Elencami, tanto tanto intensamente
Ancora scuse per la cialtroneria dei miei sottotitoli, ma era per dirigere la sua attenzione e quella dei lettori al problema degli elenchi, del resto già sfiorato nel finale del precedente passo.

Lei infatti apre la seconda pagina della sua lettera con questa struttura:

La restituzione potrà avvenire:
-attraverso un rimborso vero e proprio sul conto corrente,
-oppure, in particolare per i pensionati o per chi preferirà questa modalità, in contanti, attraverso gli sportelli delle Poste.

In questo modo di strutturare il testo si intersecano vecchi e nuovi modi di elencare, con il risultato di togliere efficacia allo strumento-elenco.

Avrebbe fatto meglio a togliere quella virgola, dopo il primo punto, e a omettere oppure e invertire le altre due frasi, scrivendo prima la modalità di restituzione e poi la destinazione secondo lei più opportuna (ma cavaliere, vogliamo informatizzarli, 'sti pensionati, una buona volta, e togliergli la preoccupazione di essere derubati all'uscita dagli uffici postali o peggio alle porte dell'ascensore di casa, da qualcuno che li ha seguiti?).

Ma un esito ancor più felice lo avrebbe avuto evitando del tutto il formato elenco, sia perché ha solo due voci da proporre, sia perché - motivo ben più importante - la sua è la descrizione di una proposta e non la spiegazione delle modalità effettive (non so quanto sia vera la storia di persone che si sarebbero già recate alle Poste per incassare).

Nulla da chiedere
Qui nessuna celia, cavaliere, ma un preciso riferimento a uno dei suoi paragrafi finali, che riporto per intero:

Per quanto mi riguarda, io sono in una specialissima condizione personale di libertà per età, esperienza, traguardi e obiettivi raggiunti nella mia vita. Non ho nulla da chiedere per me stesso.

Ma come?

Dopo aver tuonato contro l'IMU, aver spiegato le manovre per recuperare 4 miliardi, che poi diventano 25-30 grazie alla Svizzera che aprirebbe le porte dei suoi correntisti, per attestarsi infine a 5 miliardi di flusso a regime, lei poi ci dice che in fondo, data la sua specialissima condizione, per la sua persona non cambierebbe nulla?

Intendeva forse dire se poi non dovessimo riuscirci?

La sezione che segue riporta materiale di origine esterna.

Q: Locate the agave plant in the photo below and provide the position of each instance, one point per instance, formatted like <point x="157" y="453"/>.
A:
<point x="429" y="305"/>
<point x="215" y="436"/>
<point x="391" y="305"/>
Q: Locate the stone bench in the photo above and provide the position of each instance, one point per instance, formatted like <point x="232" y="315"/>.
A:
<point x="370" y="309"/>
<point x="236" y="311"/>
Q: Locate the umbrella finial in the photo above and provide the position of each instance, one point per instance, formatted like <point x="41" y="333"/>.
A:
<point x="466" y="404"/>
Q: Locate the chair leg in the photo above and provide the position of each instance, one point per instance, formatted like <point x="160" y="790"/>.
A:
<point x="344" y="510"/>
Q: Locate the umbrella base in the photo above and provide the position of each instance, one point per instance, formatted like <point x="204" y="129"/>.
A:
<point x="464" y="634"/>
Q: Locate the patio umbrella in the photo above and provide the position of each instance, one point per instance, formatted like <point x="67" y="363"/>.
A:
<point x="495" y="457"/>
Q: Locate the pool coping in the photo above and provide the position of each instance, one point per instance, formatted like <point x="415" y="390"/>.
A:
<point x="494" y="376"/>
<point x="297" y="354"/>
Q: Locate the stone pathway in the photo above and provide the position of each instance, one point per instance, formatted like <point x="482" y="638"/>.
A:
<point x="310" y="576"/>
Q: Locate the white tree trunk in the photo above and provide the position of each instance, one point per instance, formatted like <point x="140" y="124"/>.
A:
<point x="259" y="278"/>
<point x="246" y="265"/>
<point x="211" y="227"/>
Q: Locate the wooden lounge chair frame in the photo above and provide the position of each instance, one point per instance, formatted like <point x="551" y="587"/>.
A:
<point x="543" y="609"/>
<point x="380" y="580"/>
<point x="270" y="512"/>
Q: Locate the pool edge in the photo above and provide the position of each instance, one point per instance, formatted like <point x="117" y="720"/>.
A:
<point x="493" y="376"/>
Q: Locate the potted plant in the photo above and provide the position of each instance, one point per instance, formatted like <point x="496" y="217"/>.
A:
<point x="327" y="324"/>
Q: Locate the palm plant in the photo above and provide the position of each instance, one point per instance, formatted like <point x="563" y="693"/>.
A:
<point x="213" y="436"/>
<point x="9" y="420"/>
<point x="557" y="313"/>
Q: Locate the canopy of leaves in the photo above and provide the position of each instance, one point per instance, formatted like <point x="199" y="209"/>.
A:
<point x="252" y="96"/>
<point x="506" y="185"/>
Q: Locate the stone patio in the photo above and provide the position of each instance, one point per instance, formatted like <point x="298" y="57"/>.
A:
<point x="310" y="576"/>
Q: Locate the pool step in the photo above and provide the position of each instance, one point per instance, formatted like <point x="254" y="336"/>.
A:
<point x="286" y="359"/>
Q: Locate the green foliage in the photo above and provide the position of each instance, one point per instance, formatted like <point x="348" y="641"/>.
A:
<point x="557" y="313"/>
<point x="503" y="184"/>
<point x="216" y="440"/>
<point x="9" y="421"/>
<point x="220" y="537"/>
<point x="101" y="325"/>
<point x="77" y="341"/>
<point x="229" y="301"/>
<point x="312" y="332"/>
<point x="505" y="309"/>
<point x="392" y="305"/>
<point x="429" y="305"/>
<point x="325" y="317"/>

Non le sembra che qualcuno potrebbe intendere queste parole in maniera da perdere del tutto la fiducia nei suoi confronti?

Soprattutto, da un uomo navigato come lei una caduta di stile come questa - quasi a dire tanto se va male io resto a galla comunque - non ce la si aspetta, soprattutto a poche ore dal cimento elettorale.

Eppure adesso devo chiederle venia, perché mi rendo conto di non aver mantenuto gli impegni con i lettori - senza la e davanti - sul non entrare nel merito del contenuto.

La ringrazio per avermi fornito l'opportunità di ricordare a me e ai quattro gatti che mi seguono alcune cosucce non trascurabili della buona scrittura funzionale.

Non ho difficoltà a farle altrettanti auguri, soprattutto di una serena senescenza.